IPOPI brought together PID experts so as to provide an appropriate framework for the care of PID patients. It consists in five principles of care (see reference blow) that should be considered by national Health authorities for their policies and for encouraging international cooperation where economies of scale are relevant.

1. Early diagnosis:
• Support should be made available to African healthcare providers to facilitate the early diagnosis of PIDs thereby preventing complications, repeated hospitalisations and decreasing mortality rates.
• Provision of basic PID blood tests should be made available as a first step. PID genetic diagnostics should be further developed and made accessible across the region as a second step. Newborn screening should be considered for severe PIDs such as Severe Combined Immunodeficiency (SCID) as a disease prevention programme.

2. Treatment:
• Immunoglobulin (IG) replacement therapies -which are recognized as essential medicines both for children and for adults by the World Health Organisation (WHO)- Antibiotic, anti-fungal prophylaxis are key in preventing infections in those conditions. Platforms for Hematopoietic stem cell transplantation should be made available to PID patients and prioritised in healthcare budgets across Africa.
• Strategies should be envisaged to ensure an optimal supply of these life-saving therapies.

3. Education
• Educational efforts should be put into place to increase the expertise on PIDs in the African continent, with the inclusion of PIDs in the MD curriculum as an emerging and increasingly important field of clinical medicine.
• Continuing medical education should also be required for physicians practicing in primary care settings and hospitals.

4. PID Registries
• National PID registries should be implemented in all African countries, in cooperation with the international registry.

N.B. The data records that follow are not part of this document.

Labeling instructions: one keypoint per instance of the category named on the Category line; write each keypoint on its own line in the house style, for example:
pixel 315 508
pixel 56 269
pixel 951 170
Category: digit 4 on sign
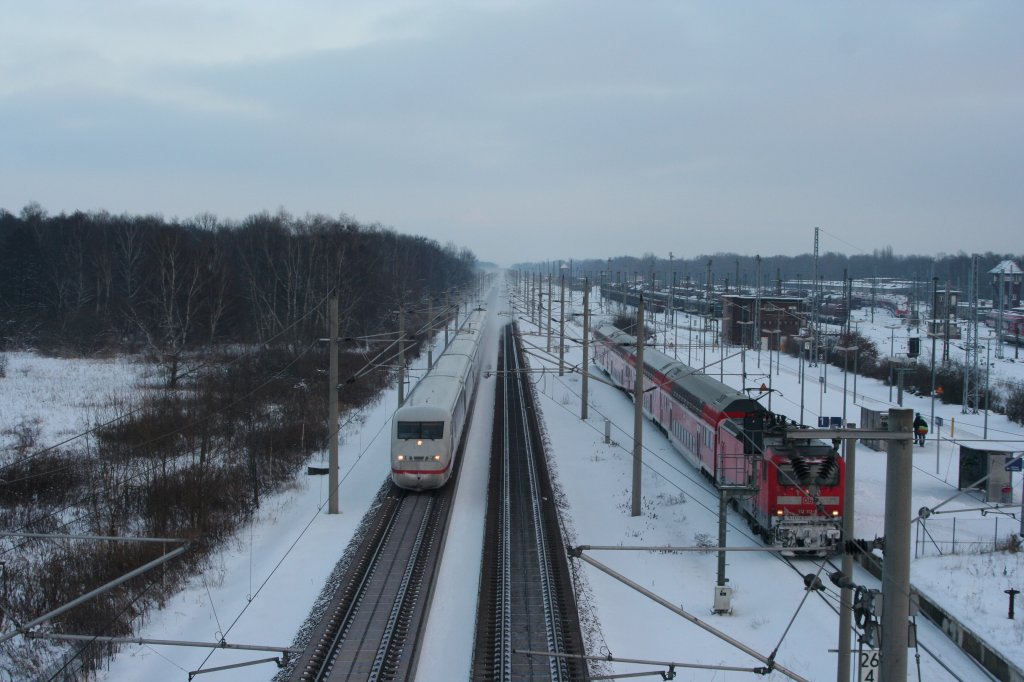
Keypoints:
pixel 869 664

National registries are important tools for assessing the prevalence as well as the incidence of PIDs, detecting areas of low diagnosis rates and providing data to support research in the field. It also provides valuable information to governments to aid planning of educational programmes and allocation of treatments for patients in need.

5. Specialized Treatment Centres
• National or regional specialized treatment centers should be implemented to enable equitable geographical access for patients to medical and nursing expertise in these diseases.

Managing diagnosis and care of PIDs is still in its infancy in most parts of Africa. The needs are huge in the region, however some countries, even with very little means, have demonstrated that the situation for some rare diseases can be significantly improved when stakeholders cooperate. Why shouldn’t PIDs follow this path too?

Sources

  1. Bousfiha, A. A., Jeddane, L., Ailal, F., Benhsaien, I., Mahlaoui, N., Casanova, J. L., & Abel, L. (2013). Primary immunodeficiency diseases worldwide: more common than generally thought. Journal of clinical immunology, 33 (1), 1-7.
  2. Bousfiha, A. A., Jeddane, L., Erwa, N., Dieye, T. N., Mellouli, F., Reda, S. M., & Boukari, R. (2015). Development of Primary Immunodeficiencies in Africa. Journal of clinical immunology, 35 (4), 329.
  3. Chapel, H., Prevot, J., Gaspar, H. B., Español, T., Bonilla, F. A., Solis, L., & Drabwell, J. (2014). Primary immune deficiencies–principles of care. Frontiers in immunology, 5, 627.
  4. IPOPI NMO Survey from 2014.
  5. Skinner, M. W. (2010). Building our global family–achieving treatment for all. Haemophilia, 16 (s5), 1-10.
  6. The Specialist Forum (2015). Haemophilia care in Africa. Published on May 26 2015 in Journals.